Ces nouveaux centres économiques attirent les musées, qui en retour les aident à stimuler croissance et revenues. Le Broad Art Museum est en cours de construction à Downtown LA. Il se situe sur Grand Avenue, une artère qui a connu un regain d’activité important. Le Walt Disney Concert Hall, bâti par Frank Gehry, qui était déjà derrière le Guggenheim, s’y trouve aussi. Les changements survenus dans cette rue s’insèrent dans une régénération qui s’étend à l’ensemble du secteur. Bilbao a démontré qu’une institution muséale peut devenir un atout majeur dans les projets de revivification d’une ville. À Salford, situé dans la périphérie de Manchester (Royaume-Uni), l’ouverture en 2000 du complexe comprenant la galerie d’art Lowry et un théâtre, au sein des docks laissés à l’abandon de Manchester, a réussi à créer un cœur névralgique en dehors du centre-ville. Dans ses colonnes, le Man chester Evening News souligne que le Lowry était l’attraction touristique la plus visitée en 2010 et en 2011 pour le comté métropolitain du Grand Manchester.

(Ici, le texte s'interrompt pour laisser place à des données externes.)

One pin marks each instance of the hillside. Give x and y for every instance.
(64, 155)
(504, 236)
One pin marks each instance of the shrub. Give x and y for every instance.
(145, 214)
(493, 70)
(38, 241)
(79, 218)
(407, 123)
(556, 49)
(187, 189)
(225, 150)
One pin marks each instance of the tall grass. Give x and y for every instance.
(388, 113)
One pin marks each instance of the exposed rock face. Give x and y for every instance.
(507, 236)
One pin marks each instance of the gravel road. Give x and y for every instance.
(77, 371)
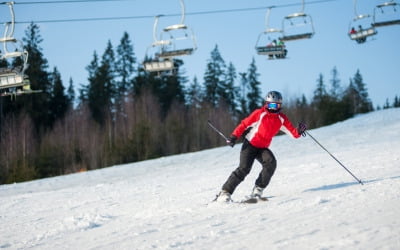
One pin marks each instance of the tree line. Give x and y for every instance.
(125, 114)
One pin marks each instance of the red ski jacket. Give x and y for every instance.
(263, 125)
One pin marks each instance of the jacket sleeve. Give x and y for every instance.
(288, 127)
(246, 123)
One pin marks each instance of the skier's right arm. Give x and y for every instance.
(246, 122)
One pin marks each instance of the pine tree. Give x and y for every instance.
(243, 94)
(194, 94)
(230, 93)
(37, 105)
(336, 90)
(71, 94)
(101, 89)
(171, 89)
(363, 104)
(254, 95)
(59, 100)
(396, 102)
(125, 61)
(321, 102)
(214, 77)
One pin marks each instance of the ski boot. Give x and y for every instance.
(223, 196)
(257, 193)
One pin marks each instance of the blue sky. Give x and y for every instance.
(70, 45)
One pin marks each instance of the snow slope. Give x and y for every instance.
(165, 203)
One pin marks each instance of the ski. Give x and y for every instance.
(252, 200)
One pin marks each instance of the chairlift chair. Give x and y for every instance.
(155, 63)
(12, 80)
(181, 38)
(386, 14)
(267, 41)
(360, 27)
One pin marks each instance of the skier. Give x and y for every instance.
(259, 128)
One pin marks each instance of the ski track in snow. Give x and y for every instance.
(166, 203)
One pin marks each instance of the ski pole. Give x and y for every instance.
(216, 130)
(359, 181)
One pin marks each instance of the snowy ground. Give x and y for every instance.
(165, 203)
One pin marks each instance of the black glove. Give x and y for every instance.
(231, 141)
(301, 129)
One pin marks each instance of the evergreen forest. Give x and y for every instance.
(124, 114)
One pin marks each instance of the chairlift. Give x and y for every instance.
(297, 26)
(386, 14)
(360, 27)
(13, 80)
(156, 63)
(181, 38)
(269, 41)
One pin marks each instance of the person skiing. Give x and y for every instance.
(259, 128)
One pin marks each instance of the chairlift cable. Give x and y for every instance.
(152, 16)
(70, 1)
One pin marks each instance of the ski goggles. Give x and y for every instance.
(273, 105)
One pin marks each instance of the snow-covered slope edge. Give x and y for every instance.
(165, 203)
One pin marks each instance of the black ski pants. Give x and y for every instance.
(247, 156)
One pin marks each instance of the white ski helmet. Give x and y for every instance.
(274, 96)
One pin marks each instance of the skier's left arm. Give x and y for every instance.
(288, 128)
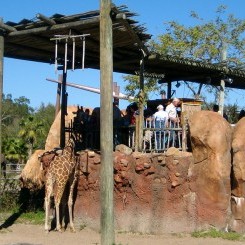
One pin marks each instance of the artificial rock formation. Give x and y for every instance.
(210, 136)
(238, 177)
(168, 192)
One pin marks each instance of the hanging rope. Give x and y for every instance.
(67, 38)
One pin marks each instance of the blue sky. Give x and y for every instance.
(23, 78)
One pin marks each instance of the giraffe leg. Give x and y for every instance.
(70, 205)
(47, 206)
(57, 209)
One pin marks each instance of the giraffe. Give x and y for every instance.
(60, 170)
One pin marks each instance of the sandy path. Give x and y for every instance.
(22, 234)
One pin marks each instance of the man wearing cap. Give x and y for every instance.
(163, 94)
(171, 110)
(160, 121)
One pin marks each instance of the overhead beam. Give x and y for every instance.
(7, 27)
(46, 19)
(57, 27)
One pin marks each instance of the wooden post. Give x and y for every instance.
(222, 82)
(63, 109)
(106, 125)
(222, 96)
(1, 88)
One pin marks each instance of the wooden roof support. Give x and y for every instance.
(59, 27)
(106, 125)
(46, 19)
(7, 28)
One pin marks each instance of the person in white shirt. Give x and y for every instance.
(171, 110)
(160, 121)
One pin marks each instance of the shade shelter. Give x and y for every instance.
(34, 40)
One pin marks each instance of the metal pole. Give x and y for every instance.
(141, 105)
(1, 89)
(106, 125)
(57, 106)
(63, 110)
(222, 82)
(169, 90)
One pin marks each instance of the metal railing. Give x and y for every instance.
(158, 136)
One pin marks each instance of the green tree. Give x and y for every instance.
(15, 150)
(46, 115)
(30, 130)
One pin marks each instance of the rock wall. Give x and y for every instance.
(154, 193)
(238, 178)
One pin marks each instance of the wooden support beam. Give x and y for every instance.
(7, 28)
(1, 88)
(106, 125)
(46, 19)
(60, 27)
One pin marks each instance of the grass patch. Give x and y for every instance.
(36, 218)
(232, 236)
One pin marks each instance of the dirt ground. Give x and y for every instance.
(24, 234)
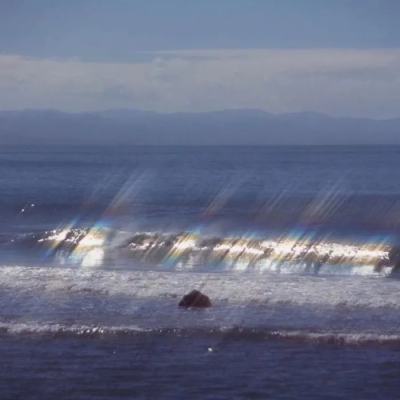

Cependant, le Lowry n’est qu’un des facteurs d’un effet boule de neige plus global, concernant le quartier de Salford. En 2012, la BBC a fait déménager plusieurs de ses départements dédiés à la retransmission, au total 2.700 personnes, dans le complexe MediaCity situé dans ce secteur. Le déménagement de cette institution britannique illustre le phénomène de décentralisation de la BBC depuis Londres, mais aussi la capacité de séduction qu’exerce à présent Salford, notamment en raison de sa vie culturelle foisonnante et de son dynamisme économique.

Les musées sont devenus progressivement représentatifs du phénomène de gentrification d’une ville, symbole de prospérité économique et de placement financier. En s’appropriant et transformant l’espace public, ils reconfigurent l’identité d’une ville. En fait, tous les facteurs, architectural, social et économique, sont interchangeables, ces institutions nécessitent un investissement initial significatif pour entraîner un véritable rendement en terme financier et culturel. Une architecture marquante peut être attirante le public, mais, comme cela a été expérimenté à Tel Aviv, elle doit être complétée par la qualité des œuvres proposées, des programmes éducatifs ambitieux. Le visiteur ne doit pas seulement se souvenir de l’aspect extérieur de la structure, il doit aussi vivre une véritable expérience culturelle en son sein. Les musées doivent également s’insérer dans un réseau économique plus vaste et échanger avec les différents acteurs qui le constituent. Des retombées en terme de visibilité et de capital seront ainsi générées pour l’ensemble des parties. Au 21e siècle, les institutions muséales qui connaissent le succès le plus vif vont continuer à se transformer en infrastructures. Elles devront prouver qu’elles peuvent engendrer des impacts matériel, social et économique à l’échelle locale et internationale.